B. Uluslararası Hukuk

16. Avrupa İnsan Hakları Mahkemesi (AİHM) devletin kamu hizmetinde çalışan memurları yönünden sadakat yükümlülüğü öngörmesinin, ayrıca onlara ödev ve sorumluluklar yüklemesinin memurların statüleri gereği meşru bir durum olduğunu belirtmiştir. Fakat kamu görevlilerinin de birey olduğunu, siyasi görüş sahibi olma, ülke sorunlarıyla ilgilenme, tercih yapma gibi sosyal yönlerinin bulunduğunu ve bu doğrultuda Avrupa İnsan Hakları Sözleşmesi'nin 10. ve 11. maddelerinden yararlandıklarının şüpheden uzak olduğunu ifade etmiştir. Bununla birlikte memurun bulunduğu konum ve görev yaptığı alanla ilgili olarak ödev ve sorumluluk derecesinin belirlenmesinde ulusal makamların bir takdir marjı olduğunu da eklemiştir (İsmail Sezer/Türkiye, B. No: 36807/07, 24/3/2015, §§ 52-54; Vogt/Almanya [BD], B. No: 17851/91, 26/9/1995, §§ 51-53; Ahmed ve diğerleri/Birleşik Krallık, B. No: 22954/93, 2/9/1998, §§ 53, 54; Otto/Almanya (k.k.), B. No: 27574/02, 24/11/2005).

17. AİHM, kamu görevlilerine verilen disiplin cezalarıyla güdülen meşru amacın gerçekleştirilip gerçekleştirilmediği yönünden yalnızca cezanın bir kuralla öngörülmüş olmasını yeterli bulmamakta; somut bir değerlendirmenin varlığı şartını aramaktadır. Bu bağlamda kamu görevlilerinin cezalandırılan eylemlerinin kamu hizmetlerinin sürekliliğini ya da gereği gibi yerine getirilmesini etkilemek veya görev yapılan devlet kurumunun itibarını zedelemek gibi cezayı gerekli kılan sonuçlara sebep olduğunun açıkça gösterilmesi gerektiğini belirtmektedir (Kula/Türkiye, B. No: 20233/06, 19/6/2018, §§ 48, 49).

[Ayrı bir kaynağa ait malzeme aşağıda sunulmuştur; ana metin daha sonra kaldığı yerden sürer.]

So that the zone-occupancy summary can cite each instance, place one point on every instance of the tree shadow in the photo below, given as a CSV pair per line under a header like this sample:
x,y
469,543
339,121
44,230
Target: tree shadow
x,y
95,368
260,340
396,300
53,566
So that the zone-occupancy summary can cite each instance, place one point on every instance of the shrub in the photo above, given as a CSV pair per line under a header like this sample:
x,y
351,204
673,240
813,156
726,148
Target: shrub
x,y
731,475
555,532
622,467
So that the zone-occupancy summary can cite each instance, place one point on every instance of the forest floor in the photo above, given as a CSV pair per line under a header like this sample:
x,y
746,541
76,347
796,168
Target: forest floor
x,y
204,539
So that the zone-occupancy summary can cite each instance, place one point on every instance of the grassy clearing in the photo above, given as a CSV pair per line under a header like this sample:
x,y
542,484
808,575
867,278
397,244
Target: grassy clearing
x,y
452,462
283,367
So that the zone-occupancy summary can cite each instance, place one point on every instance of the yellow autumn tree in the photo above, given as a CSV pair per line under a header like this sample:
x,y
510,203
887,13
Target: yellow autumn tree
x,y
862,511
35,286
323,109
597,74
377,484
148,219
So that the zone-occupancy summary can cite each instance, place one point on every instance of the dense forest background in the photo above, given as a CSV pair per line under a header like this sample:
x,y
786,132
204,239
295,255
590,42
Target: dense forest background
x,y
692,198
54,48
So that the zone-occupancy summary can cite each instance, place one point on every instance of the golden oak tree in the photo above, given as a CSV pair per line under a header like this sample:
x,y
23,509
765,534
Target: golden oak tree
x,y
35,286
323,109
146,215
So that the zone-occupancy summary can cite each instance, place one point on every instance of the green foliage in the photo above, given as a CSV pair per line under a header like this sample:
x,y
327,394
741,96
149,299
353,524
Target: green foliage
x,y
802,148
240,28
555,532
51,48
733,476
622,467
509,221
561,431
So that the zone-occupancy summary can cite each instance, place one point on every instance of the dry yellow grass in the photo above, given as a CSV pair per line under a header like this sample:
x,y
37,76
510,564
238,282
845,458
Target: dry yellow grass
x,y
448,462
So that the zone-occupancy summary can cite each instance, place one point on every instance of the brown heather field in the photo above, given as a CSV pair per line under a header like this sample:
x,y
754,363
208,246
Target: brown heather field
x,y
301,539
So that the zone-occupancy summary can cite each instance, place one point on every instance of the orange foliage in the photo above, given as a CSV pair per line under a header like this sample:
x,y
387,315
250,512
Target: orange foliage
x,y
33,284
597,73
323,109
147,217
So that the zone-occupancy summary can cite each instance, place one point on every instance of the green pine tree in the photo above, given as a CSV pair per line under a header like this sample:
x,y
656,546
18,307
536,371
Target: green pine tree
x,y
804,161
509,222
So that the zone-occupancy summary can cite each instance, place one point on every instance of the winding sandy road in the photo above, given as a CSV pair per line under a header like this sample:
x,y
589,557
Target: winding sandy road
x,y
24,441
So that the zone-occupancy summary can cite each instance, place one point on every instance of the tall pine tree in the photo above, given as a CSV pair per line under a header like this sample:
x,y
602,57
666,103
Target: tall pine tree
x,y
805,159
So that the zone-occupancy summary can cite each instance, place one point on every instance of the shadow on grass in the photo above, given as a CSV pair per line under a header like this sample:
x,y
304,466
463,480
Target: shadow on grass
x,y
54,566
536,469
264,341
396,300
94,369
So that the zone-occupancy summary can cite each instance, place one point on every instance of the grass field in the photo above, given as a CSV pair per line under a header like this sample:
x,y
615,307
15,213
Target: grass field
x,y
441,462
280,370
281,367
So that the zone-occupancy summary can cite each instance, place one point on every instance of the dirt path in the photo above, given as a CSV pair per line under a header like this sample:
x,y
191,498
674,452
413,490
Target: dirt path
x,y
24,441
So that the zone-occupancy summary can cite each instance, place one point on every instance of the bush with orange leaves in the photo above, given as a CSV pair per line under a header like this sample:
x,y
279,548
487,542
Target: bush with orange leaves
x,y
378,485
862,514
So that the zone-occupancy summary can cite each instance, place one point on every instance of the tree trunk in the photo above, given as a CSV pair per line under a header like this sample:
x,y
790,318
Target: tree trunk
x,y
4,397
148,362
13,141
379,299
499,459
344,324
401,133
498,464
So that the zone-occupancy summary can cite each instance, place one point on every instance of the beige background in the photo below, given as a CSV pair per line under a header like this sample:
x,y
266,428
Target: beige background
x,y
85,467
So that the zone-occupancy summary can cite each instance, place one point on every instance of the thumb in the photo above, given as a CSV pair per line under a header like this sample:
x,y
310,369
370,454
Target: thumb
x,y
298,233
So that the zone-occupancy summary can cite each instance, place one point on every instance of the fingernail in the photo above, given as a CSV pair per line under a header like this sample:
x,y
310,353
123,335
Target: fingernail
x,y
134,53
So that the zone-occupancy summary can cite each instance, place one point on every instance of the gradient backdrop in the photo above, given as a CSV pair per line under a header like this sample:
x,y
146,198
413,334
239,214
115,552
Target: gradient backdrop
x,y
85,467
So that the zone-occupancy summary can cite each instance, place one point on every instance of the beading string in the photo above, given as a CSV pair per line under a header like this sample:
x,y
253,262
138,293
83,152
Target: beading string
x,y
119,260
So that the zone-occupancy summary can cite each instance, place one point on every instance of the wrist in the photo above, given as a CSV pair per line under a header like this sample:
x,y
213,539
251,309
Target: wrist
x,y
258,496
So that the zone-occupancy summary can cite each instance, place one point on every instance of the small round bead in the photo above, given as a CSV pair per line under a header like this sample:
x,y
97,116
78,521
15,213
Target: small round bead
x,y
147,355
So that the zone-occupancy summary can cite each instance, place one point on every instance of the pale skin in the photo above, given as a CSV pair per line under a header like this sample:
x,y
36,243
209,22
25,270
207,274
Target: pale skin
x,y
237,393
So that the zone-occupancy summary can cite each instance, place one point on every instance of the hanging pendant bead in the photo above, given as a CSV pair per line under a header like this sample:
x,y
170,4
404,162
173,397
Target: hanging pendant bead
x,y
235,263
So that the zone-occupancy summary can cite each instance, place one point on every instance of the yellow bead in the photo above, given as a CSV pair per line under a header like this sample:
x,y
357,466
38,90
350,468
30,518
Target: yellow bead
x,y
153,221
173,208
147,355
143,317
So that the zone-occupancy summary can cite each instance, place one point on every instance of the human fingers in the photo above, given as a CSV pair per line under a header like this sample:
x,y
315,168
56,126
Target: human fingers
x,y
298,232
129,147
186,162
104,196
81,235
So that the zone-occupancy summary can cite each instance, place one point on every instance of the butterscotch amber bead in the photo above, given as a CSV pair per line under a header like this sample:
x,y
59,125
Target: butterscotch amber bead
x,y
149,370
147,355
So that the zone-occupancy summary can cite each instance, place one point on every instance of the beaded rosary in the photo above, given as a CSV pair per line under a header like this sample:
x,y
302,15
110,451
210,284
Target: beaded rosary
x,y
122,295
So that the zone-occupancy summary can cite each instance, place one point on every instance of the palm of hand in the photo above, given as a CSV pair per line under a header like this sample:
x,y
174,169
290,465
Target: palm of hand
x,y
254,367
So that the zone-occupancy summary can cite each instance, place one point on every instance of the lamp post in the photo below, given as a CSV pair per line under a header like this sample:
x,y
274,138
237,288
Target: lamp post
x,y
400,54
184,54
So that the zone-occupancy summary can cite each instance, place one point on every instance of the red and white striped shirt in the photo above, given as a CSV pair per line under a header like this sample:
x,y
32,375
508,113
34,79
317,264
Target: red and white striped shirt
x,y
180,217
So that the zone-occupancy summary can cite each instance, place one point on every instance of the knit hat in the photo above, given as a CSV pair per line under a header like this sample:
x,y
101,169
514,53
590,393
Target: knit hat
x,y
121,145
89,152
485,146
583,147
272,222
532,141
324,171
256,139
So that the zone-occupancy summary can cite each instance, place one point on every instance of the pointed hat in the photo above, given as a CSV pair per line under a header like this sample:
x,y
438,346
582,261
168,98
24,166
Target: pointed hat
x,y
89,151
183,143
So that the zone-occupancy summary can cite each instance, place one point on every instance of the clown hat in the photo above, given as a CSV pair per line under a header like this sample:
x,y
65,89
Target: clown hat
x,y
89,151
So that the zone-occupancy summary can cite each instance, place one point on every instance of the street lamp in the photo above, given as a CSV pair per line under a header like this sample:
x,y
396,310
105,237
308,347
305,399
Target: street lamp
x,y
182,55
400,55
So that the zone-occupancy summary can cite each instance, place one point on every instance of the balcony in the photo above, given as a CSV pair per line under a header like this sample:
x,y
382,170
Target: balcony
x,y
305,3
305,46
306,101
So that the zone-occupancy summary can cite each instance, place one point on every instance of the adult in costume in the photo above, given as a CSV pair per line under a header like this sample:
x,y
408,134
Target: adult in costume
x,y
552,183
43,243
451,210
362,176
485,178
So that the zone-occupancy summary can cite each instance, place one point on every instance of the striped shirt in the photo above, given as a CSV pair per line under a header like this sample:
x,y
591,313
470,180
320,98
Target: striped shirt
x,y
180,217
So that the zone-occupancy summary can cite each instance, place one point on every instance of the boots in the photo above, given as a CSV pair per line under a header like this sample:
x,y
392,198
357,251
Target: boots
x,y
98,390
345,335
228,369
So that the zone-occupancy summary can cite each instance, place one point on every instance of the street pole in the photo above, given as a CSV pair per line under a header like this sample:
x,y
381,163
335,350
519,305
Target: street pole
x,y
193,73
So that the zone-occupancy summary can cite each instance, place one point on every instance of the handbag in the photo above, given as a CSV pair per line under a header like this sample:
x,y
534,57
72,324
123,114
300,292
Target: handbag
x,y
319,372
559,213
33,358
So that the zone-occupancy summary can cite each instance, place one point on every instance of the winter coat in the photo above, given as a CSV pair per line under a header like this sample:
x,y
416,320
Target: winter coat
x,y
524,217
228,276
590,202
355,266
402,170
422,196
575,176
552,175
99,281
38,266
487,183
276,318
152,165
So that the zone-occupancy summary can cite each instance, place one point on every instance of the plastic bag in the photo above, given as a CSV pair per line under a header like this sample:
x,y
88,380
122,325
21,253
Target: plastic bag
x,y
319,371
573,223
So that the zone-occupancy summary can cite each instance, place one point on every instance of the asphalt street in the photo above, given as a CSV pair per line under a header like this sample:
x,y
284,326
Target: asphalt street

18. Bununla birlikte AİHM, kamu görevlilerinin devlete sadakat yükümlülüğü hususunda söz konusu devlete özgü durumların dikkate alınabileceğini kabul ettiği gibi memurun görevinin niteliğinin de gözönünde bulundurulması gerektiğini ifade etmiştir. AİHM, Komünist Partinin eylemlerine aktif olarak katılan bir öğretmenin aldığı disiplin cezasına ilişkin olarak yapılan başvuruda verdiği Vogt/Almanya kararında memurların devlete sadakat yükümlülüğü konusunda Almanya'nın nasyonel sosyalizm geçmişinin ve bu doğrultuda Alman Anayasası'nın üzerine kurulduğu ilkelerin dikkate alınması gerektiğini belirtmiş; ayrıca öğretmenlerin öğrencileri yönünden bir otoriteyi temsil ettikleri gerçeği karşısında iş yaşamları dışında da belli bir dereceye kadar ödev ve sorumluluklarının devam edeceğini kabul etmiştir (Vogt/Almanya, §§ 59, 60).

V. İNCELEME VE GEREKÇE

19. Anayasa Mahkemesinin 3/11/2022 tarihinde yapmış olduğu toplantıda başvuru incelenip gereği düşünüldü:

A. Başvurucunun İddiaları

20. Başvurucu; siyasi bir faaliyette bulunmadığını belirterek ifade özgürlüğünün, konuya ilişkin içtihat farklılıklarının bulunması ve BİM kararının keyfî olması nedeniyle de adil yargılanma hakkının ihlal edildiğini ileri sürmüştür.

B. Değerlendirme

21. Anayasa’nın iddianın değerlendirilmesinde dayanak alınacak “Düşünceyi açıklama ve yayma hürriyeti” kenar başlıklı 26. maddesinin ilgili kısmı şöyledir:

 “Herkes, düşünce ve kanaatlerini söz, yazı, resim veya başka yollarla tek başına veya toplu olarak açıklama ve yayma hakkına sahiptir. Bu hürriyet resmî makamların müdahalesi olmaksızın haber veya fikir almak ya da vermek serbestliğini de kapsar...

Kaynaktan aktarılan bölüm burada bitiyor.